After about a minute of this misery, I stood up. As I did this, something in the pocket of my tight, wet jeans jabbed into my thigh. I realized that it was the keys to my truck, They jingled as I took them out, rearranging their direction so they would ride more comfortably on my hip. After I returned them to that snug pouch however, the jingling noise continued. Until I realized that my keys had not been the only source of the sound. I checked my sobs down to a sucked in silence and scanned the plains. But I could see nothing accept for the freakish, dirty gray fog.
“Hello?!?”
I called out. Not really expecting an answer and not surprised when I didn’t receive one. Then, after a few seconds, the jingle again, and this time I recognized the sound. It was a cleave of chain being dragged across the ground. I continued to squint at the ground clouds, twirling slowly and warily. My sadness had suddenly been curtailed by a feeling of freeze dried fear. I felt like a puling child, distracted to stillness after seeing something frightening on TV.
There was a dog in the fog.
I heard the sound again, this time, a little farther off. And I began to hope that maybe I would get lucky and whatever kind of dog it was would just run away. Maybe I had veered way off course, and mistakenly breeched the back yard of some Mexican’s hacienda, disturbing a tied up watchdog or a put out pet. But if that was the case, why was the terrain still choppy and uneven? Why wasn’t it mowed and manicured like the rest of the back yards in the Spanish area? I thought that I could remember that those homes had stucco walls around the back, rather than the chain link. And why couldn’t I see any windows, or even a light from the houses? Where were the Christmas decorations that the Spanish always left up until at least Easter? And why wou...”
“GGGGRRRRRHHHH!!!”
Suddenly, a low pitched growl scissored through my panicked thoughts. It sounded pretty close, no more then twenty feet away, so I put my hands down flat against my fat thighs and stood straight up, with my heart beating like a war drum. Still, no animal came into my admittedly limited view, and no other sounds invaded my pricked ears. Where was the screaming, soaked slash of the cars from the deuce lane?
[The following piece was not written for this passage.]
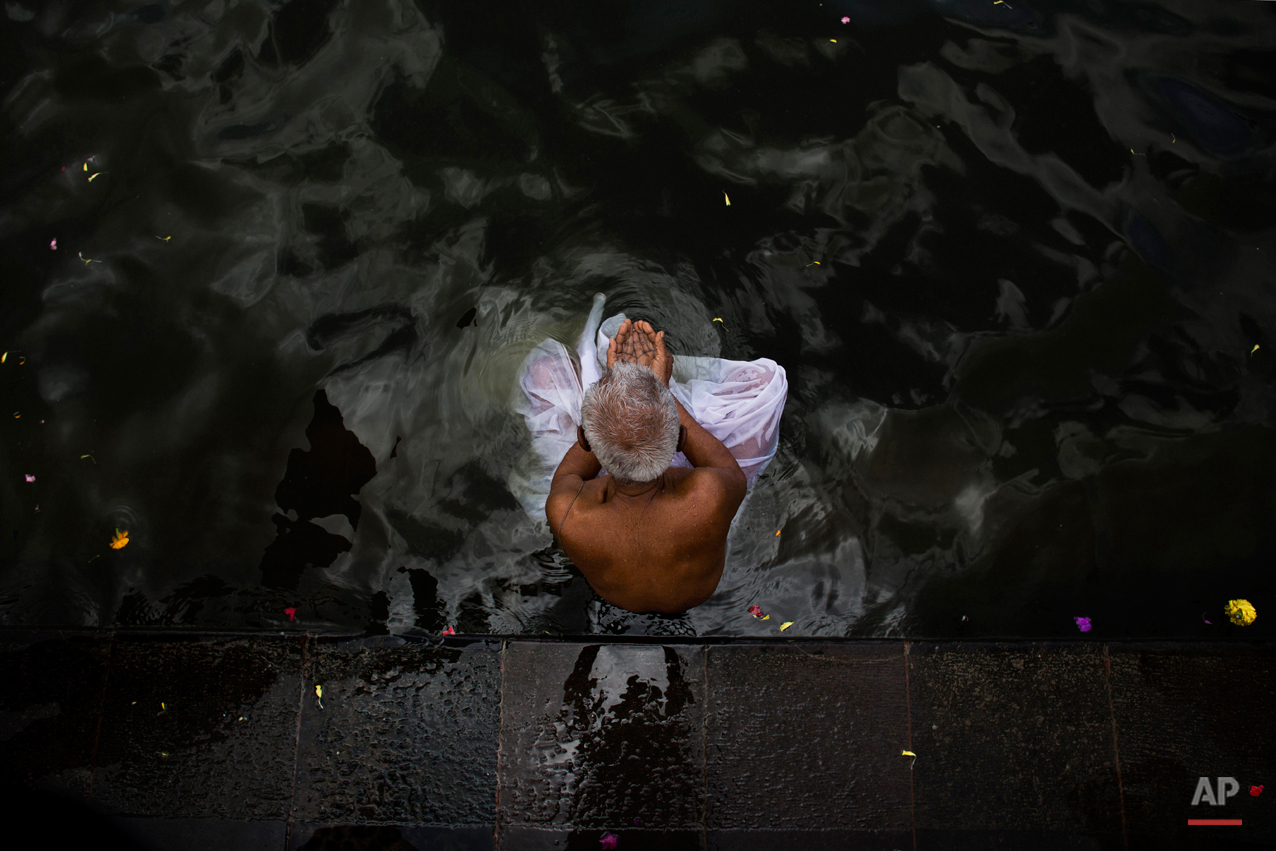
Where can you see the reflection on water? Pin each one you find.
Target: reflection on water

Then the same dragging noise came from a different direction. Killing any allusion that the dog might be chained up in a back yard. I thought about climbing back up the fence I had just jumped down off of. But during my fearful search for the source of the noises, I must have gotten turned around somehow. For when I looked back to the direction of the rampart, it was gone.
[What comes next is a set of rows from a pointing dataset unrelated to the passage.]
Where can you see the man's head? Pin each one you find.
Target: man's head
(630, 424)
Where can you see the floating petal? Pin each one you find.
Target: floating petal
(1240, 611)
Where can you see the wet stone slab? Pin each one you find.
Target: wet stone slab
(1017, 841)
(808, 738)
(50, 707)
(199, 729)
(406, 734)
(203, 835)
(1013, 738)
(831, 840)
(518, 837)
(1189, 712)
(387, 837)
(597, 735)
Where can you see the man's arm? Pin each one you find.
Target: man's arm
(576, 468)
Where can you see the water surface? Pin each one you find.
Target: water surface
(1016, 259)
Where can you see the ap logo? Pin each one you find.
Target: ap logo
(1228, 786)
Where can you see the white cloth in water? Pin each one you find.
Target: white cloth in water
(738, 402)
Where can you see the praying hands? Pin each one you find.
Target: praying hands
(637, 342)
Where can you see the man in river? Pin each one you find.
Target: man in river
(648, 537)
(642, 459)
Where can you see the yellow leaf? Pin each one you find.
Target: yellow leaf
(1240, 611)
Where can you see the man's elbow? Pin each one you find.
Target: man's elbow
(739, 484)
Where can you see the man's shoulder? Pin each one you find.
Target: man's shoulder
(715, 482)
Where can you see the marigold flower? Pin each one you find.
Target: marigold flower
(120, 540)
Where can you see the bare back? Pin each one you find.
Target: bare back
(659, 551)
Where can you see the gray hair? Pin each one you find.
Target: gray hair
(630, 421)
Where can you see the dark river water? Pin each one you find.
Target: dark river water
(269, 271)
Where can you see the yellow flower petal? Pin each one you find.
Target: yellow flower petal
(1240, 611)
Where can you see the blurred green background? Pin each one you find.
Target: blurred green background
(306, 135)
The cold leaked through my saturated clothes, until they felt like freezing rags. Offering my person all the protection of a wet paper towel. (Rasta girls in lightening beige, tangerine orange, sun red and cheese yellow, wet, blonde hair cascading onto their colorful dresses like a golden waterfall.) And now I could hear the cadence of soft padded paws, jogging around the prey, which was unfortunately myself, in a measured circle and slowly closing. My blood raced in a tingling rush to the finish line which was located in the balls of my numb feet. Then, the animal stopped as it came into view. And although I could not make out its features in the ever present gloom, I could see the unmistakable outline, the body of a Pit Bull canine.